Data Science Lessons
The second part of the workshop series focused on training sessions on some tools that can be used (or useful for) data science in the classroom. The four lessons are (links will take you to the actual lessons, which are hosted elsewhere):
- Data visualization with ggplot: Data visualization is a powerful means of communicating concepts and patterns in data. Getting your visualizations to look good in R can take some work, but the ggplot2 package makes it easier. This lesson introduces how to use ggplot2 package to create publication-quality graphics.
- Easier data manipulation with the tidyverse: R is a powerful language for managing, analyzing, and visualizing complex data. However, some of the commands in R are esoteric or just plain confusing. The tidyverse package for R includes several helpful functions that make it easier to manipulate, summarize, and visualize your data. In this lesson we’ll use these functions to create plots from summary statistics.
- An introduction to RStudio and GitHub: The Git system is designed to make collaboration easier and more transparent. This lesson provides an introduction to the version control system Git, one central sharing point called GitHub, and how you can use the two in RStudio.

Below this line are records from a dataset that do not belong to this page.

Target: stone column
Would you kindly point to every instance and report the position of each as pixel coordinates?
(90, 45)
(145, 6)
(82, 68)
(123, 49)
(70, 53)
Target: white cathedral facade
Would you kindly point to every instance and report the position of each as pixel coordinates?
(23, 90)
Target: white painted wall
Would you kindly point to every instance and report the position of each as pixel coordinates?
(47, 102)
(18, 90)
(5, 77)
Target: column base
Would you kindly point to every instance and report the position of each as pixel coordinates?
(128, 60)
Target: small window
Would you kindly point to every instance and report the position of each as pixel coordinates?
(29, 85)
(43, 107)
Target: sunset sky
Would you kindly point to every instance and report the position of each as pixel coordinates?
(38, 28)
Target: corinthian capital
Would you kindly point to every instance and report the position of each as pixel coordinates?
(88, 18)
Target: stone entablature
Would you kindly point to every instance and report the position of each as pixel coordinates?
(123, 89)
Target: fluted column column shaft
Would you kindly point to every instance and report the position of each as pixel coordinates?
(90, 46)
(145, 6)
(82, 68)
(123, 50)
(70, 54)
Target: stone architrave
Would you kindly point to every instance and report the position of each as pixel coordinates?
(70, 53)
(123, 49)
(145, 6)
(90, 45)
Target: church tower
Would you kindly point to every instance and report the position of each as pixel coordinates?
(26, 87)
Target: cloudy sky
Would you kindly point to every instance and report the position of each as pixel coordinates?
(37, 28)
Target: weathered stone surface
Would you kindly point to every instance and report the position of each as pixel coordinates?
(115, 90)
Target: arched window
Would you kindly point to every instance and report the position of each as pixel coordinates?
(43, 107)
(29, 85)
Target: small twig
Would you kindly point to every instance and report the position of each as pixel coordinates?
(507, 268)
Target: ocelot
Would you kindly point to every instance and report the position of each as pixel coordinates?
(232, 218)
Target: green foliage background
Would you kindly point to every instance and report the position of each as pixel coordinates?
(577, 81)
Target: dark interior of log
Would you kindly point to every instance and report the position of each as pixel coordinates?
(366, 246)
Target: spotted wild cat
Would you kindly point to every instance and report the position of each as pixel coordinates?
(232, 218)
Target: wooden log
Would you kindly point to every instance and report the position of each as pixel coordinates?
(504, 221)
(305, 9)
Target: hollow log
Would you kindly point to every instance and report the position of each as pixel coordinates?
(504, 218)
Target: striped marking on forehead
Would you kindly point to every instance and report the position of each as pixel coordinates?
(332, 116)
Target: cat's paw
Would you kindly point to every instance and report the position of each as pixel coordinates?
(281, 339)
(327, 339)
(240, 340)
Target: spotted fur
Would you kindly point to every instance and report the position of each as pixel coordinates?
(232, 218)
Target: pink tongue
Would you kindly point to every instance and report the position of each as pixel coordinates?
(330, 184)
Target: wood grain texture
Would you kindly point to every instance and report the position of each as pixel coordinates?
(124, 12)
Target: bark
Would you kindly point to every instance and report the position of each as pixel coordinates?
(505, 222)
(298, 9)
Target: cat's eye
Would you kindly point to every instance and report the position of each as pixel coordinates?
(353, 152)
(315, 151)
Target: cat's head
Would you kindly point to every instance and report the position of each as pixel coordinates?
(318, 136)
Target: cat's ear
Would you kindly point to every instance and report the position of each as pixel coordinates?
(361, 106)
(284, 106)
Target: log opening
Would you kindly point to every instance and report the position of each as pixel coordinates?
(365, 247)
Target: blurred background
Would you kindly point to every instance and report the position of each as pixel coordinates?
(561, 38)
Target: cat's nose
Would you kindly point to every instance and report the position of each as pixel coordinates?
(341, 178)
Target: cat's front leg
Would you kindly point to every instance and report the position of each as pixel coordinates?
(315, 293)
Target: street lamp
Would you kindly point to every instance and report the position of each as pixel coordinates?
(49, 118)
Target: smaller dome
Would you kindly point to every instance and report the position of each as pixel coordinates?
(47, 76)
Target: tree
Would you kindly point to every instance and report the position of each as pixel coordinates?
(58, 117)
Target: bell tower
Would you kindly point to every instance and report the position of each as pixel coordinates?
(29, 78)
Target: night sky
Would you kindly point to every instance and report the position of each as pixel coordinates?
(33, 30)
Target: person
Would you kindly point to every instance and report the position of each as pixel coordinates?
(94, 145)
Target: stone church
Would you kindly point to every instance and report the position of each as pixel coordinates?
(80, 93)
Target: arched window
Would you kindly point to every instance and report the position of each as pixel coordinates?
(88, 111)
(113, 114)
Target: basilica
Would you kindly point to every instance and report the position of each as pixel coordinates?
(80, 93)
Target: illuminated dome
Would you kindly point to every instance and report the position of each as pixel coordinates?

- An introduction to machine learning in R: Machine learning has been all the rage, but there remains a lot of mystery about what machine learning really is. In this workshop, we will work through an example of how we use machine learning to make predictions and how to assess how good those predictions really are. The material is designed for people who have little to no experience with machine learning.
- Making web pages with Quarto: This tutorial, written by Sam Csik, provides an introduction to the Quarto system for making webpages hosted on GitHub. Quarto websites are a (relatively) accessible means of creating and provide content for data science learning goals.